# Spanish mackerel



## DMC (Nov 28, 2010)

I would like some help on fishing for the spanish. Wife wants to go and I have never fished for them before. I understand they are catching a lot now.
I would be fishing from boat not the bridge.

Thanks


----------



## chodges (Jan 30, 2011)

go off the beach and look for schools. Should be pretty easy to find. They will eat pretty much any fast moving or twitch bait. Gotcha lure works great.


----------



## sandman770 (Nov 23, 2010)

Any shiny lure with 6" of wire leader will tear them up. Look for bait busting on the surface and cast into it/on the edges.


----------



## DMC (Nov 28, 2010)

Thanks for the replys I will just have to give it a try


----------



## archcycle (Sep 1, 2009)

buy a pile of gotcha plugs. With two people fishing we sometimes lose 4 and sometimes lose 0 but I prefer lighter terminal tackle.

i use 20lb wire leader, tied like this:
http://www.americanfishingwire.com/surfstrand.asp

or if they're small, like everything I saw out there this last weekend, you can get away with 30lb fluorocarbon which will get you better bites. 

When you see them just throw into them and let it sink a moment, pull it in a lot so it zigs up, let it zig back down some, and zig it up again. Reel relatively fast. If it's not moving fast they won't like it. 

You'll usually see birds hitting the water eating what the mackerel are eating in and just outside of the pass. Head for those spots and when you get close turn to go around them. They tend to move a lot so it's often best to leave one person running the boat just idling around them. You don't have to get close enough to hit the middle of the frenzy, just get the boat close enough to get your bait near them, otherwise you'll scare them back under.


----------



## aboutscubasteve (May 13, 2011)

*McDonald Straw Rig*

WE use the Ol' McDonald Straw Rig, aka Bubble Rig. Works great- and if you make your own, inexpensive.

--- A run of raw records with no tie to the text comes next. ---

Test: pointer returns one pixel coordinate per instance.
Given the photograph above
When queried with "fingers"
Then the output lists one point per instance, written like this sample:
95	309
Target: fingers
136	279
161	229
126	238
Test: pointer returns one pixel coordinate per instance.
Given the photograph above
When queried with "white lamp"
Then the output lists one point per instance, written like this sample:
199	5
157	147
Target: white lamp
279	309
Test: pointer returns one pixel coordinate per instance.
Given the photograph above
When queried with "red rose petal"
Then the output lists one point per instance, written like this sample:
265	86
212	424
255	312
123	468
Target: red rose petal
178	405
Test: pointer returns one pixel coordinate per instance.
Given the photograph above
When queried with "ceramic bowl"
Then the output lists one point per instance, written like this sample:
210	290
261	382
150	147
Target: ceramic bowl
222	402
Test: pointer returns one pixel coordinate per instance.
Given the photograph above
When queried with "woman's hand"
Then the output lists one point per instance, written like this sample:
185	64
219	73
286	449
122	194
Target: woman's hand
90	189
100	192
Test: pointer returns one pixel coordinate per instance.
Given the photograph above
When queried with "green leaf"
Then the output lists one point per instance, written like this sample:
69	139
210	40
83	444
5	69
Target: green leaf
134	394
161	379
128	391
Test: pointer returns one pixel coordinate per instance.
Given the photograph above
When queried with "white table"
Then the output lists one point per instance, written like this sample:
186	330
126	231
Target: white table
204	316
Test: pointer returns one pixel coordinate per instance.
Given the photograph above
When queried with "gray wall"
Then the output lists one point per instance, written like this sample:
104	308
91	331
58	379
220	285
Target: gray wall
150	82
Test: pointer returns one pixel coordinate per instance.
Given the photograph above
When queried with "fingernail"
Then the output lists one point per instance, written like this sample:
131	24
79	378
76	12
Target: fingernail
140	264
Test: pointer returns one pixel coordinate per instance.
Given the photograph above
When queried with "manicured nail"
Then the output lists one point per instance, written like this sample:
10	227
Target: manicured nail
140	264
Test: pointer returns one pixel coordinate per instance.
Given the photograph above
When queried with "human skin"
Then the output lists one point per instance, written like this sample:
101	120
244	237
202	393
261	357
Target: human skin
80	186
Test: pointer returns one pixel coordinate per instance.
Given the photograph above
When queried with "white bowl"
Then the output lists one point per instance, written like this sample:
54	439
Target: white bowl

It is essentially a 2-3' leader with a trebel hook and about a 2 1/2" piece of large drinking straw on one end, and a clear plastic oval teaser "bubble" on the line side seperated by a crimp or swivel and a bead. When retrieved quickly, the plastic float creates a trail of bubbles on top of the water ahead of the lure as it is retrieved, giving the appearance of a fast swimming bait.


See one in action on a large spanish-


----------



## chicon monster (Mar 7, 2012)

deffinitely use gotchas.


----------



## grey ghost (Jul 24, 2011)

nice spanish !! great viedo steve!!


----------



## TOBO (Oct 3, 2007)

Use spec rigs, cheap easy and not as many hooks a gotchas and you will catch them two at a time sometimes as well. Just troll them just inside the second sand bar. Have a big jig ready just in case.


----------



## Fishermon (Oct 19, 2007)

bring a big cooler with lots of ice..(if ya keeping them) it can get really bloody messy inside a boat. Make sure to bring also a long nose set of pliers, those gotchas can be dangerous...handle with care...when pulling one in (fish) watch for the angle of your rod..gotchas can come loose and projectile back at you or the wife...be really carefull...
safety first...lottsa fun.

i'd say clean/eat same day or the next....since they don't hold that well in the freezer (imo)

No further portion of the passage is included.